Chronique

Eric Watson

Midnight Torsion

Eric Watson (p), Régis Huby (vln), Claude Tchamitchian (b), Elise Caron (voc)

Label / Distribution : Emouvance

Avec Midnight Torsion, le pianiste Eric Watson signe une œuvre magistrale autour du Corbeau d’Edgar Allan Poe dans ses deux traductions signées Mallarmé et Baudelaire.

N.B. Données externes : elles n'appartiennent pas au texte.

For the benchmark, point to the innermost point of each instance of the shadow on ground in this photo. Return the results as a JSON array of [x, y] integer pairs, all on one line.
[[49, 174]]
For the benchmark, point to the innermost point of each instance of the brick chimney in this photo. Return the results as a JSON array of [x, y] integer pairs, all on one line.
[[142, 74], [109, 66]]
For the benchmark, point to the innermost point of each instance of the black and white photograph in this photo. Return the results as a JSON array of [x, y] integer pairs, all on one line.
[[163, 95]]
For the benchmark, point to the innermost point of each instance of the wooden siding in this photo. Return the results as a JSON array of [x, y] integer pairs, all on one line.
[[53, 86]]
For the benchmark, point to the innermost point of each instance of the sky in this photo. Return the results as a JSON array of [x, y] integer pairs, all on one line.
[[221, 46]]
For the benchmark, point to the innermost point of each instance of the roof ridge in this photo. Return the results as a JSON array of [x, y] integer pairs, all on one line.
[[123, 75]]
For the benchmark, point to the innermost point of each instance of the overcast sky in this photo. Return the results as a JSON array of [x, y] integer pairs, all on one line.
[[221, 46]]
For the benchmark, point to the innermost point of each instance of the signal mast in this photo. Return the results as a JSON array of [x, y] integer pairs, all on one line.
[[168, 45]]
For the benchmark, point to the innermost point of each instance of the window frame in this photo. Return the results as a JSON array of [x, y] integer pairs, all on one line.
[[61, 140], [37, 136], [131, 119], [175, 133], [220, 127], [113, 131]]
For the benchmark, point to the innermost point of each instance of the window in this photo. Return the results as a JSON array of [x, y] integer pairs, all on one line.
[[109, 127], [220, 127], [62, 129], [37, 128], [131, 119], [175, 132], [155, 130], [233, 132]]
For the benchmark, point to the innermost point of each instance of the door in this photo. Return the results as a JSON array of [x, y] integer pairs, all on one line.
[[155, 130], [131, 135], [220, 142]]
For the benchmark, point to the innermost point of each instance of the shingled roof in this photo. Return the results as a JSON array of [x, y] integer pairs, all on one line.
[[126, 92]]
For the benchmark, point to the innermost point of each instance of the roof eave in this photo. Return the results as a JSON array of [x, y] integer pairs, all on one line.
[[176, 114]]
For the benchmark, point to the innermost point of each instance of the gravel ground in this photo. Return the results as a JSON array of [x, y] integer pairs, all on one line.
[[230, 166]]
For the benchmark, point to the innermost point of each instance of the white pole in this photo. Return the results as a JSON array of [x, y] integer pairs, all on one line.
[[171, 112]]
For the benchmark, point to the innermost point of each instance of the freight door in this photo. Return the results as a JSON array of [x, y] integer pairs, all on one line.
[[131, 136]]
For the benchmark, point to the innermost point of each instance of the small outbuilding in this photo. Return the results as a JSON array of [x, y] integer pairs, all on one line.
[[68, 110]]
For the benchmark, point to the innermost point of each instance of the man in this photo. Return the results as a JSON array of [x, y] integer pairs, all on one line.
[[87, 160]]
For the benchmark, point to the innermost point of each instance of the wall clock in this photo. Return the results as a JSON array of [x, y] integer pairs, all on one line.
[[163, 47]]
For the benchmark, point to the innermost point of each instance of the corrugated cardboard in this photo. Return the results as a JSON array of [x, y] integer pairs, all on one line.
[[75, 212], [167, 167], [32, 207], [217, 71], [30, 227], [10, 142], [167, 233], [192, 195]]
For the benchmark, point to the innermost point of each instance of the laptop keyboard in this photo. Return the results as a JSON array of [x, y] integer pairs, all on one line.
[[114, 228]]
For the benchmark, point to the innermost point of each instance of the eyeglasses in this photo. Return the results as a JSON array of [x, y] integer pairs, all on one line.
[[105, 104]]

La musique de chambre jouée ici est traversée d’une tension perpétuelle et d’une noire intensité. Loin de souligner le texte de l’auteur, la puissance des compositions le nimbe d’un clair-obscur qui nourrit l’angoisse, la tristesse et le mystère de l’œuvre. Le jeu volubile et enflammé de Régis Huby passe de la douceur à la stridence au gré des émotions du poète dans ce monde de la nuit, tandis que la contrebasse de Claude Tchamitchian renforce la présence des ténèbres pour un voyage hors du temps et du réel ; sa pulsation terrible et magnifique achève d’emporter l’auditeur. En maître de cérémonie, Watson semble arpenter la chambre de Poe en éprouvant tour à tour tous ses sentiments en une déambulation hallucinée au pays de l’absence et des délires qu’elle engendre. Et que dire de la performance d’Élise Caron, qui transcende le texte en lui donnant corps et âme au plus juste ?

Face à la difficulté de mettre en musique pareil poème, le niveau de création atteint ici est tout exceptionnel. On en ressort transporté, littéralement emporté par le texte et la musique qui se mêlent dans cette incroyable nuit musicale et poétique.